Pros: CV output & MIDI Output Cost
Cons: Not sturdy. Dropped it once off my desk and 3 of the knobs don't work very well anymore. Difficult to sequence or know the sequence. With no display or LED feedback, knowing which note each step is on is really a guess. It does key lock to mode, but there's not an easy well to tell what the tonic is. ie; I can lock to minor but I don't know which minor scale it's set to.
This would have been killer hardware with a simple 2 character 7 segment at the least. As is, it's ok for quick sequencing if you don't mind making mostly random sequencers.
Also missing many advanced features like step repeat, step velocity, step skip (not mute)

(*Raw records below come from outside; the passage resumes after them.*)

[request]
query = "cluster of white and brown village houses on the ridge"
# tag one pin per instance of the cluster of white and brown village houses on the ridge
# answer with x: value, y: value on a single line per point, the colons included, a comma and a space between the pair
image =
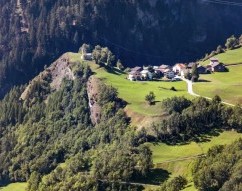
x: 170, y: 72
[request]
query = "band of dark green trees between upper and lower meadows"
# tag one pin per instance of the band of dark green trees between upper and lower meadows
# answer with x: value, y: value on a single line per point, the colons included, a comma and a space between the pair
x: 187, y: 120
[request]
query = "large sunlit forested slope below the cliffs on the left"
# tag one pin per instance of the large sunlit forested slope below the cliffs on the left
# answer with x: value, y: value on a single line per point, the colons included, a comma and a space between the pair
x: 47, y: 137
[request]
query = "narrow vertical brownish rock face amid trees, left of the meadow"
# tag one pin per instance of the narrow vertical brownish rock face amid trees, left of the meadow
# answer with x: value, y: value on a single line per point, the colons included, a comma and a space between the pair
x: 92, y: 91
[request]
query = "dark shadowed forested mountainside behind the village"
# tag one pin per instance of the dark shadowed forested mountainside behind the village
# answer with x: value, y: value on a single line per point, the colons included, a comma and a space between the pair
x: 34, y: 32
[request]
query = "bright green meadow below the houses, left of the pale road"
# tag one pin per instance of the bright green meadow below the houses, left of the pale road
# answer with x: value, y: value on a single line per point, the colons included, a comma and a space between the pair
x: 134, y: 92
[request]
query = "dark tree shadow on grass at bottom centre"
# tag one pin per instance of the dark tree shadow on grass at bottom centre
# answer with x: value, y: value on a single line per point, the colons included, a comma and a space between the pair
x: 155, y: 177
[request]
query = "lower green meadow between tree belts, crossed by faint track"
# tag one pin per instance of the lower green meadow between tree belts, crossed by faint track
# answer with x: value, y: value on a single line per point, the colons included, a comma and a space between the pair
x: 163, y: 154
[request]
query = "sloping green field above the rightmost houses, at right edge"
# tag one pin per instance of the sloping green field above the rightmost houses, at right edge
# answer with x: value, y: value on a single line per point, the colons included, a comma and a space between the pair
x: 229, y: 57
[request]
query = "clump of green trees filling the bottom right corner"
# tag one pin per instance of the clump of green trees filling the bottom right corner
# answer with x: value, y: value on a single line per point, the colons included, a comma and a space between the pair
x: 221, y: 169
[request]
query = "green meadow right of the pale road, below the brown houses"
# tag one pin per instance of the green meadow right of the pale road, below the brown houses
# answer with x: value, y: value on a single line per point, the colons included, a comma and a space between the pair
x: 227, y: 85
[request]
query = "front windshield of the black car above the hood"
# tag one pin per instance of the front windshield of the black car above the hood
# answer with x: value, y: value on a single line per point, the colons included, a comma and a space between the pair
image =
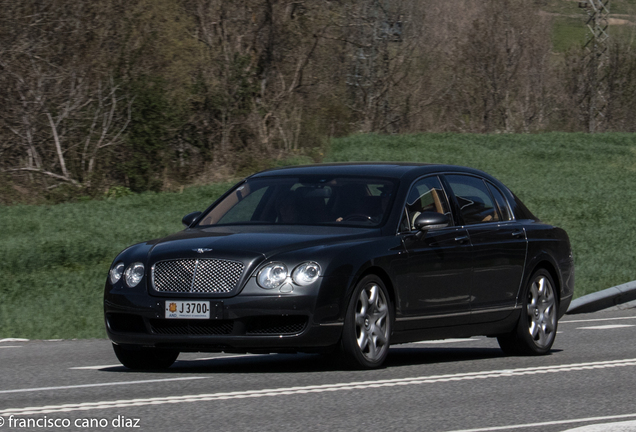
x: 351, y: 201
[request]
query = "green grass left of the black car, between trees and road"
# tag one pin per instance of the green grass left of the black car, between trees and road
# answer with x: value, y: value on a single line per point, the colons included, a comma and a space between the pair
x: 54, y: 259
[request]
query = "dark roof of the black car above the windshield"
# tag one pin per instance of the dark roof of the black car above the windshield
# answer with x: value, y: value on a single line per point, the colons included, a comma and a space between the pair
x: 396, y: 170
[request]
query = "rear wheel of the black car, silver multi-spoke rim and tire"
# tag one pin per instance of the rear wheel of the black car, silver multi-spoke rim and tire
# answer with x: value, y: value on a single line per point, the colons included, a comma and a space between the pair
x: 537, y: 326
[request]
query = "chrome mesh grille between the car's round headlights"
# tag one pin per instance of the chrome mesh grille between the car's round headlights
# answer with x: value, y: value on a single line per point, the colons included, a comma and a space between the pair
x: 196, y: 275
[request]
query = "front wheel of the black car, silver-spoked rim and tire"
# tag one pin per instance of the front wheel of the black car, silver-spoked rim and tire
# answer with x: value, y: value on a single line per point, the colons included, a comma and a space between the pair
x: 368, y: 324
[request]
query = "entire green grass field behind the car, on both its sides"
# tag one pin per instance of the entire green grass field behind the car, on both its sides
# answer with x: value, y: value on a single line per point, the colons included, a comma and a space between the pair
x: 54, y: 259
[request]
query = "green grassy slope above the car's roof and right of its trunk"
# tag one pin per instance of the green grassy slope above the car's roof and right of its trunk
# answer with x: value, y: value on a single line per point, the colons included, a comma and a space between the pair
x: 583, y: 183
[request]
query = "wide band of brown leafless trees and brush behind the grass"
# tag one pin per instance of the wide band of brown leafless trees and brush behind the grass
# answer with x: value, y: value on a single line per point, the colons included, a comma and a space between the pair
x: 171, y: 90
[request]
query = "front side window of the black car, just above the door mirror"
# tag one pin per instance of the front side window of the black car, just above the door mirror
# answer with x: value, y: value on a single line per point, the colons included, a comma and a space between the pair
x: 426, y: 194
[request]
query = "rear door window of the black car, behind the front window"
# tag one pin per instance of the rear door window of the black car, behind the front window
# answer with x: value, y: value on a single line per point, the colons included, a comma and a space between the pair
x: 474, y: 199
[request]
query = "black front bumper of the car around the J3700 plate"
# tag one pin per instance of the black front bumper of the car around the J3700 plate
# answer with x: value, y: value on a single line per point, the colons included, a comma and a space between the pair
x: 244, y: 323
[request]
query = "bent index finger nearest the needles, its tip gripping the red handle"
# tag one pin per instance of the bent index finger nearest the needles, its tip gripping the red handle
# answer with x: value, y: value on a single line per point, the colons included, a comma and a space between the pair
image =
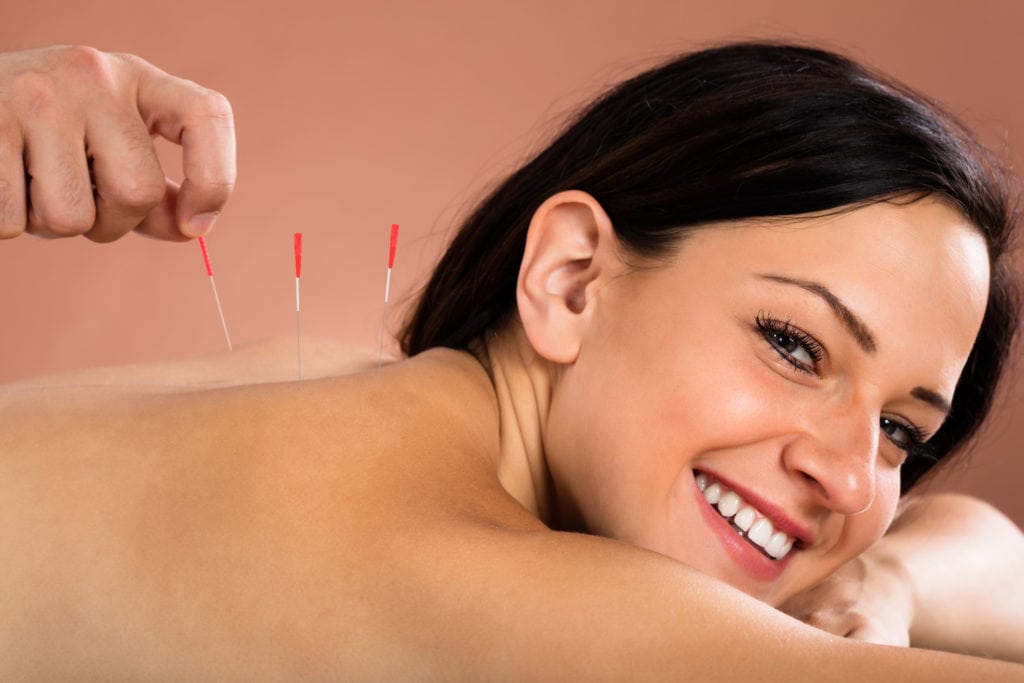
x: 200, y: 120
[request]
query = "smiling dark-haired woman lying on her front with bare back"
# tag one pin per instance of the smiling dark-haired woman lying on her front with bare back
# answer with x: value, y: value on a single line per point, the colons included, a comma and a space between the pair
x: 672, y: 374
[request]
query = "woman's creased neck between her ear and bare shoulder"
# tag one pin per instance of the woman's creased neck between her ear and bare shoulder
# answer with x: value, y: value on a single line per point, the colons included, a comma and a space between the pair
x: 523, y: 382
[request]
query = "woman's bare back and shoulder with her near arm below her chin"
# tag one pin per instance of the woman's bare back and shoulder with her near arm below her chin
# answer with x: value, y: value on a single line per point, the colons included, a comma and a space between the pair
x: 349, y: 528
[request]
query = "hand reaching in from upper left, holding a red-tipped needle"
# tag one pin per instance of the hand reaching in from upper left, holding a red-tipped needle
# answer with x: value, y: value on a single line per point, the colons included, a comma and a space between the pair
x: 77, y: 154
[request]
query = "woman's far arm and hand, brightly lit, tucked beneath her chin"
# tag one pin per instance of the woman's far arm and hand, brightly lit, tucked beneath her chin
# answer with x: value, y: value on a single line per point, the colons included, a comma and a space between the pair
x: 947, y: 577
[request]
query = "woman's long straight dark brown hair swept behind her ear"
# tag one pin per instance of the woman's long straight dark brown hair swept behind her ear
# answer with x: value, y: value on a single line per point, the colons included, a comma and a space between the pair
x: 740, y: 132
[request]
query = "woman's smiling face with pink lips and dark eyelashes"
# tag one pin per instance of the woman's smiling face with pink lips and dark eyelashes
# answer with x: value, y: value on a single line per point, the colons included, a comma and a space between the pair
x: 786, y: 368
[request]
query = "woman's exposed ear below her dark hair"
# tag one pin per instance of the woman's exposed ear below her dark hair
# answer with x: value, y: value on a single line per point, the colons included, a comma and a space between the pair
x: 571, y: 250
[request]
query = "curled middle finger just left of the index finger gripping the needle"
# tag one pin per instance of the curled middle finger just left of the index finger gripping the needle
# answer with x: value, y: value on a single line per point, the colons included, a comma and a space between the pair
x: 130, y: 183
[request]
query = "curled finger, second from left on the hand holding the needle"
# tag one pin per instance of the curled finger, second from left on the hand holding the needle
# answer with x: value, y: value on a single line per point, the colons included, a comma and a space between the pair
x: 61, y: 202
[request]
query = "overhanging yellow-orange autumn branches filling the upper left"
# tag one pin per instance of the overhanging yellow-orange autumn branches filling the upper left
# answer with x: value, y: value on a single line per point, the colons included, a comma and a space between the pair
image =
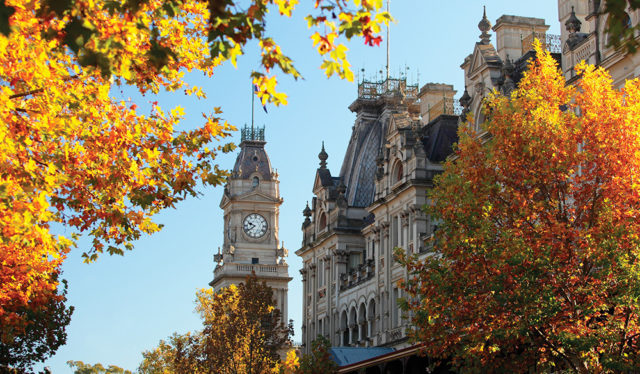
x: 74, y: 156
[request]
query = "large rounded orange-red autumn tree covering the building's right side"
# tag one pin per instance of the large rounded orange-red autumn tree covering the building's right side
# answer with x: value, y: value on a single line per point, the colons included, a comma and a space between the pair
x: 536, y: 260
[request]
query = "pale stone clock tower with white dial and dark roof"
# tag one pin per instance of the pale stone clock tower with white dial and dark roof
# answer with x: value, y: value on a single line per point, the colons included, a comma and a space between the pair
x: 251, y: 204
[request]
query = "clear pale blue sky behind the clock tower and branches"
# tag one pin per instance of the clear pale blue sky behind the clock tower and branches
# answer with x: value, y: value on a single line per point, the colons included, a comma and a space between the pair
x: 125, y: 305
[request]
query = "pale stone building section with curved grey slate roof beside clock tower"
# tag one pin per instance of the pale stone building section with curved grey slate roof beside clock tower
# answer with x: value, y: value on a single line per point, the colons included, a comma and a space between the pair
x: 400, y: 137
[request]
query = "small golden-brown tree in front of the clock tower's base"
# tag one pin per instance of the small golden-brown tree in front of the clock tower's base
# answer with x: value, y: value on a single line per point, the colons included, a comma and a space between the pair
x: 242, y: 334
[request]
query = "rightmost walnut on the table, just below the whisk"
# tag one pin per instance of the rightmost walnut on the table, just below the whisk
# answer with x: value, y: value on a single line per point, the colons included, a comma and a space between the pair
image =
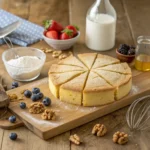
x: 120, y: 138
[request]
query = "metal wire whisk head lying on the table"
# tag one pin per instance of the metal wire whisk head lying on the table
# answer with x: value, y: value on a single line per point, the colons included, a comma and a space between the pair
x: 138, y: 114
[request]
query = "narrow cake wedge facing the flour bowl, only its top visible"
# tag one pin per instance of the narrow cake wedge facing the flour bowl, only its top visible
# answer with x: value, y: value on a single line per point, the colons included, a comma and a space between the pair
x: 55, y: 68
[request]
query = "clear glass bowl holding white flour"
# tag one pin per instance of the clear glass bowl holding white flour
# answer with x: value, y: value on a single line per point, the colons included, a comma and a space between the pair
x: 23, y: 73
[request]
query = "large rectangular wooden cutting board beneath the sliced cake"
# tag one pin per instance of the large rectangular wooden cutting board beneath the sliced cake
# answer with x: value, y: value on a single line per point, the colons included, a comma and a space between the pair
x: 71, y: 116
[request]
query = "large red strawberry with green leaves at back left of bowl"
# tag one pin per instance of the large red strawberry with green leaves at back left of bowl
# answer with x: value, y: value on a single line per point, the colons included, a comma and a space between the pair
x: 53, y: 25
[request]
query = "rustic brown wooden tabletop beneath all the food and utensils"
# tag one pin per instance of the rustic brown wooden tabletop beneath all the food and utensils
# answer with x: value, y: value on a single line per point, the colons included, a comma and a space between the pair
x: 133, y: 21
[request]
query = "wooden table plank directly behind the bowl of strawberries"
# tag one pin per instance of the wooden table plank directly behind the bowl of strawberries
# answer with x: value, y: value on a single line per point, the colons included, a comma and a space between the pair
x: 53, y: 9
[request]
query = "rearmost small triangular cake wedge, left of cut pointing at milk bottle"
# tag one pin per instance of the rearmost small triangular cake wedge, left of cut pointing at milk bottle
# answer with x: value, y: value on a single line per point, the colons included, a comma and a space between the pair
x: 88, y: 59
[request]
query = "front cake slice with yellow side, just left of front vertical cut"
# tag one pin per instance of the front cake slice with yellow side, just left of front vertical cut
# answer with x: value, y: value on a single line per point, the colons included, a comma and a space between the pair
x: 71, y: 91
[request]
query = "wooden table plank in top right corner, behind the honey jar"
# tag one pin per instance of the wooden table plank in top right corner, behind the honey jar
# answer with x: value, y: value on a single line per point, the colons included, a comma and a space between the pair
x: 138, y: 17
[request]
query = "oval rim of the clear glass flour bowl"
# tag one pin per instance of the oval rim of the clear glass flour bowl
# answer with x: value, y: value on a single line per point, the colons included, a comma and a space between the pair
x: 10, y: 49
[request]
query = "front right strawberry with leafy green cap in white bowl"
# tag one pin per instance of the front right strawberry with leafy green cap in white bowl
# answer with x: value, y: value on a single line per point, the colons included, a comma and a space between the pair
x: 66, y: 34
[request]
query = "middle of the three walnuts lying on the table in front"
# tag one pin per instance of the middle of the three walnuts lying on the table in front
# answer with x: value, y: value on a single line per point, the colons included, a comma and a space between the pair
x: 99, y: 130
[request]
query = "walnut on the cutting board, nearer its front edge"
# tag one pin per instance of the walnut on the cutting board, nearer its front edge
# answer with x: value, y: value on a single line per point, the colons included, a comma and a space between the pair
x: 48, y: 115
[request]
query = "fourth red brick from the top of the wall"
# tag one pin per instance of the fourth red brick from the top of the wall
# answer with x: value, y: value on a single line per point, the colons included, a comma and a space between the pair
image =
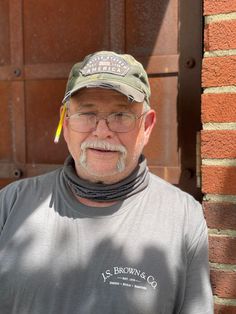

I have found many sequencers try too hard to be all things to all people. The Beatstep is a 16 step sequencer with all the basic necessary tools, no more and nothing missing either. It is well built- to last, has a great feel for manipulating the sequences while it is running: hitting the large rubber buttons feels like playing music. Beatstep takes about three minutes to learn, and is fun to use. It has MIDI, Gate and CV trigger 3.5mm jacks on the side (the MIDI 5 pin adapter comes with the Beatstep). It can store 16 patterns, run at 4 speeds (1/4, 1/8, 1/16 & 1/32) and has fine tuning to speed up or slow down with the big knob you see on the upper left of the unit. It has "Play" & "Stop" controls as well as a button for running sequences or in the stop mode, you can just trigger individual steps by hitting one of the corresponding 16 step buttons. The Beatstep can run sequence forward, backward, alternate forward to the last step and reverse back to the first and repeat, or can randomize playing steps. Beatstep can play in Chromatic, Major, Minor, Dorian, Mixolydian, Harm Minor, Blues or User defined modes. Each of the 16 small (8 over 8) knobs corresponds to each of the 16 (8 over 8) button steps below and can adjust tone for the corresponding step. Beatstep is really intuitive once you start messing around with it. Reading this review I'm typing now makes the Beatstep seem a lot more complicated than it is. You can pick it up, press play and understand that the moving lights across the buttons can be turned on or off to either make noise or not when the light reaches pad. I've used the Beatstep to sequence everything I can find with a Gate or CV trigger or MIDI input. Korg Volca units, Microbute, Moog Minitaur & Mother 32, Dave Smith Desktop Mopho, Rucci Handmade Instruments, Atari Punk Consoles and other 8 bit synths, Roland System-1m, Wave Signal Generators, MeeBlip, Arduino Synths, VST Synths... anything that makes a noise with MIDI, Gate or CV triggers. It's a perfect sequencer for anyone who wants "just a sequencer" and not a bunch of bells and whistles. And at $100- the price is low, if not perfect.
Love my BS. Only wish it had three things: clock out, bpm display and continuous/unquantized mode (free from "scales"). Also the gate out is too weak to trigger some of my envelope generators. That said it's great fun within it's limitations. I oftn use it as master clock for the ipad, running a drum machine and a looper synced to it while it controls my analog synths.
The beat step is one piece of gear I love using along with my iPad and Ableton Live. If I need a quick step or a need to control certain parameters in my set. A must have but would prefer the beat step pro for modular setup.
Still sort of getting in the groove for it (steep learning curve) but great and super affordable controller. I use the pads and encoders for Ableton SFX and EFX racks and the nice little CV out control for external analog sequencing.